Berliner Performance entlarvt Mythen der Krisendarsteller mit beißendem Witz
Friedl RädelBerliner Performance entlarvt Mythen der Krisendarsteller mit beißendem Witz
Eine mutige neue Performance in Berlin stellt sich rechtsextremen Verschwörungstheorien entgegen
"We Crisis Actors: Lookalike in Wut!" des Künstlerkollektivs andcompany&Co. seziert mit theatralischen Mitteln den gefährlichen Mythos der sogenannten "Krisendarsteller". Die Inszenierung verbindet interaktives Rollenspiel, Live-Video-Tricks und beißenden Spott, um aufzudecken, wie sich Falschinformationen verbreiten.

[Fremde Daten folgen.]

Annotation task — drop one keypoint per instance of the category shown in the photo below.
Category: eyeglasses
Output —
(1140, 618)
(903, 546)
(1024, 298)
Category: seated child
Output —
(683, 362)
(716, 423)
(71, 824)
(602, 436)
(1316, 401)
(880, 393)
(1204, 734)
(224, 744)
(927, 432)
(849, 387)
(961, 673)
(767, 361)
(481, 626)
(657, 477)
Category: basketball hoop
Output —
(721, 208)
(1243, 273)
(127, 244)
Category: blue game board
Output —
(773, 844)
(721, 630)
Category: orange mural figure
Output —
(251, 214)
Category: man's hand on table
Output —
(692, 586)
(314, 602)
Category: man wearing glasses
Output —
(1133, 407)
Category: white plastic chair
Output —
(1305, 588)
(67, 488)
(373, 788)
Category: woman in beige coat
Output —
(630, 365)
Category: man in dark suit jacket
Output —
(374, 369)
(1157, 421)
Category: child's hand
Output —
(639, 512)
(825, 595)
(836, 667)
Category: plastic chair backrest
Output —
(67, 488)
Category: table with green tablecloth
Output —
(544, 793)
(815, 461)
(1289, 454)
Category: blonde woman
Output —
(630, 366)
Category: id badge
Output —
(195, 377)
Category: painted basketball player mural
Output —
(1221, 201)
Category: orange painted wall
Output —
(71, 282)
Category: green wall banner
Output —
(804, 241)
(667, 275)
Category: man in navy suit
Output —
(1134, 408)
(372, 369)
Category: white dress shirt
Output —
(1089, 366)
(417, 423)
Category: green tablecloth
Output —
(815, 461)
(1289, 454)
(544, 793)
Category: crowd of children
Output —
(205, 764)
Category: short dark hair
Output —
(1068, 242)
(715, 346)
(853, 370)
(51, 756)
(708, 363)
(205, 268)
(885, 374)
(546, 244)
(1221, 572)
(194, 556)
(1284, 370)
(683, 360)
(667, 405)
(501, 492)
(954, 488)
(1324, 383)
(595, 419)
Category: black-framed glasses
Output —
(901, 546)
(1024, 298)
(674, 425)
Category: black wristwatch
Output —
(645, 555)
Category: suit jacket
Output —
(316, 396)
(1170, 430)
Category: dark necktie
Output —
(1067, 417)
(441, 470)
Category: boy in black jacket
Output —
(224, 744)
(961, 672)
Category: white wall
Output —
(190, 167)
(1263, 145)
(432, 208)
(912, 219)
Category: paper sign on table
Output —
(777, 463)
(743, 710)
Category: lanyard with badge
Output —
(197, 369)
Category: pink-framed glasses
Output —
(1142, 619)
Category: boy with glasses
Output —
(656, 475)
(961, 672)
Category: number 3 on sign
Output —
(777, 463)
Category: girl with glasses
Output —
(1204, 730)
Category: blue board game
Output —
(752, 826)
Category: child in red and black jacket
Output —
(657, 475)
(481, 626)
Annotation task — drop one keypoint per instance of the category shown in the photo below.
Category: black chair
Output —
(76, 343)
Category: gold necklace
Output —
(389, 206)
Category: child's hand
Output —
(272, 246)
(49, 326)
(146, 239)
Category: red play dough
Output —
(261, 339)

Der Begriff "Krisendarsteller" stammt aus rechtsextremen Verschwörungszirkeln der USA. Er behauptet fälschlich, dass Schauspieler bezahlt würden, um Naturkatastrophen vorzutäuschen oder reale Tragödien zu manipulieren. Während der Aufführung thematisiert Alexander Karschnia den Amoklauf an der Marjory Stoneman Douglas High School 2018, bei dem Überlebende von Online-Trollen grundlos als "Krisendarsteller" diffamiert wurden.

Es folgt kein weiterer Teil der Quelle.